Sul piano umanitario, non si può considerare risolto il problema dell’immigrazione, nè quindi sentirsi adulati dagli apprezzamenti di Juncker, semplicemente perché gli sventurati che approdavano sulle nostre coste, sono ora bloccati in Libia dove ricevono un trattamento incivile e disumano: botte, stupri, torture ed anche uccisioni. E’ del tutto ipocrita che il governo italiano si ritenga legittimato a cantare vittoria per aver conseguito un risultato simile che non può produrre altro che vergogna di fronte alle coscienze del mondo. (http://www.africa-express.info/2013/09/16/i-migranti-perseguitati-in-libia-di-cornelia-i-toelgyes/) Del resto, questa misura, sta già dimostrandosi ineffiace perché il businness dell’immigrazione, ha già individuato altre strade per raggiungere l’Europa.
Su una cosa Juncker avrebbe però ragioni da vendere: per arrestare i flussi migratori, la soluzione non è quella di indirizzarli ai centro di raccolta libici anzichè alle nostre coste, ma intervenire efficacemente sulle cause che portano questa gente a fuggire dai propri paesi: guerre, persecuzioni etniche, povertà, assenza dei fondamentali diritti umani. E’ lapalissiano che eliminando queste cause, si eliminerebbero radicalmente anche le partenze alla volta dell’Europa, ma quanto questo progetto è realisticamente fattibile? Ben poco, ahimé come i trascorsi storici dell’Africa ne danno ampia testimonianza.
Per poter attuare quel “Piano Marshall per l’Africa” di cui in questi giorni si parla da più parti, occorre prima realizzare un’irrinunciabile condizione: la profonda moralizzazione delle leadership africane. Senza questa condizione il piano di finanziamenti farebbe la misera fine che hanno fatto fino ad ora la maggior parte di aiuti indirizzati al continente, cioé: uno spudorato arricchimento dei potenti ai danni di popolazioni sempre più condannate all’indigenza ed alla sudditanza assoluta verso chi le governa.

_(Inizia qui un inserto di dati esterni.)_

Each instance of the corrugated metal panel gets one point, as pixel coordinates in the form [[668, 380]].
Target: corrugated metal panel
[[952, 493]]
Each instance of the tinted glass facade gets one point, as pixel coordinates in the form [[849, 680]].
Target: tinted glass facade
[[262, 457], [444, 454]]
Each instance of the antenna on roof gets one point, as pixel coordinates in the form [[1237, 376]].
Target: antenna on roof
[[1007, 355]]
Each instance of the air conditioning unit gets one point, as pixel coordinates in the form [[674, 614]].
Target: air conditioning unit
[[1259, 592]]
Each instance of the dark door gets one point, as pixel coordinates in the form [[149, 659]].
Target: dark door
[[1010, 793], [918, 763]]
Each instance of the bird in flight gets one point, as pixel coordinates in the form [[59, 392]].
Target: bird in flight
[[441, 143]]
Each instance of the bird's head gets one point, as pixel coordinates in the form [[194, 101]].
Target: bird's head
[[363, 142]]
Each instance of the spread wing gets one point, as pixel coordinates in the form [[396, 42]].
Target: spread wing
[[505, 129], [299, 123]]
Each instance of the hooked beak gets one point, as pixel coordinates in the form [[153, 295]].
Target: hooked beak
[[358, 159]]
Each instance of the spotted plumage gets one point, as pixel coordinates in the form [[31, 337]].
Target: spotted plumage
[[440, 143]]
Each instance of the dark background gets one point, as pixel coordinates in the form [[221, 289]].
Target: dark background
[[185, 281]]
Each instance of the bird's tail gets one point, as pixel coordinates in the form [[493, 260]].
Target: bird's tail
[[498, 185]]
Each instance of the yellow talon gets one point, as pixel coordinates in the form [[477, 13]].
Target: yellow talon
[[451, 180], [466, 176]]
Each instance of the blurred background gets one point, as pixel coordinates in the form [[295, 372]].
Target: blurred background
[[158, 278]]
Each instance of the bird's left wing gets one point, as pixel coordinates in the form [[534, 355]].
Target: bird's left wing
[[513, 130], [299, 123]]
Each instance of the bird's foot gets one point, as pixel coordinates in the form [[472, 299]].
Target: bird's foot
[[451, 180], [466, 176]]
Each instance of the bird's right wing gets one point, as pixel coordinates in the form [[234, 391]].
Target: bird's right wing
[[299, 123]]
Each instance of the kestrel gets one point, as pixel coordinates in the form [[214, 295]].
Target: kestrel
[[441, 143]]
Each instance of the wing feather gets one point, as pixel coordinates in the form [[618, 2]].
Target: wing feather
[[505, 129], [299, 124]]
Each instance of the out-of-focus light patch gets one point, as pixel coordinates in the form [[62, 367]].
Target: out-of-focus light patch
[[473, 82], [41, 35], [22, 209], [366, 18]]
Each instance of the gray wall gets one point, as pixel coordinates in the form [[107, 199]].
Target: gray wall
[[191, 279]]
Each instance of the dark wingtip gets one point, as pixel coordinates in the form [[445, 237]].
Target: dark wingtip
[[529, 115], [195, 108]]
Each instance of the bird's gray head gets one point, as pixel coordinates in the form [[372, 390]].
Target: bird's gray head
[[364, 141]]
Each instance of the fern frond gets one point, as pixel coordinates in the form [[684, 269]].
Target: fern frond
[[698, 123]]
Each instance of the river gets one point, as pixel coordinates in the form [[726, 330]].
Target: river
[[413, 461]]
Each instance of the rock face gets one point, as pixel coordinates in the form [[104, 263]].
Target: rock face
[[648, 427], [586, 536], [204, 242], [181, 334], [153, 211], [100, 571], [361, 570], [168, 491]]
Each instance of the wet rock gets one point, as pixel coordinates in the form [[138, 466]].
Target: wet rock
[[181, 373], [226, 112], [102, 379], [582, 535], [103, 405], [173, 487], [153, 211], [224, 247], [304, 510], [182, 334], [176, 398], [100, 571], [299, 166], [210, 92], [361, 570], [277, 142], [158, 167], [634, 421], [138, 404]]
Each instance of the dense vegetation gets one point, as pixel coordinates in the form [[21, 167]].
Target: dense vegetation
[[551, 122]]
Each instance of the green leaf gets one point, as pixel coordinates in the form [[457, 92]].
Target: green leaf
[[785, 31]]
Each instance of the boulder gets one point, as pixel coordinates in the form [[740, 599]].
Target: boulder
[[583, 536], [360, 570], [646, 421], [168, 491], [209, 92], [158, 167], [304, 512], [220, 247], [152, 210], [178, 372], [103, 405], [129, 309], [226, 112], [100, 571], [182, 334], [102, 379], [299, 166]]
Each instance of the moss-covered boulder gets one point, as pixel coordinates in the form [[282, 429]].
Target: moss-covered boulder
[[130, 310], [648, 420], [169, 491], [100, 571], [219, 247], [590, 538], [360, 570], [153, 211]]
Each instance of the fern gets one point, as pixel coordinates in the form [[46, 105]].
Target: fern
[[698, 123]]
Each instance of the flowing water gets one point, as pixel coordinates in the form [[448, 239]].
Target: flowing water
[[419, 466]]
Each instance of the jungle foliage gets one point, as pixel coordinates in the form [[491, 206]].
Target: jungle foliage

Potrà questo proposto fiume di denaro, combattere la smisurata ingordigia dei leader africani? Potrà annullare, come per incanto, le tensioni etnico-religiose? Potrà far ristabilire i principi del diritto e della lgalità là dove, ormi da molti decenni, sono sfacciatamente calpestati? E’ difficile crederlo senza che gli organismi internazionali decidano un risoluto e diretto intervento nella gestione della pubblica amministrazione africana, ma inevitabilmente questa sarebbe una scelta atta a provocare impetuose levate di scudi da parte dei propugnatori del diritto all’auto-determinazione; di accuse per l’interferenza nella sovranità di altre nazioni e via di questo passo, così che il tutto finisca, come sempre, in sterili ed accesi dibattiti che lasceranno invariabilmente le cose come stanno.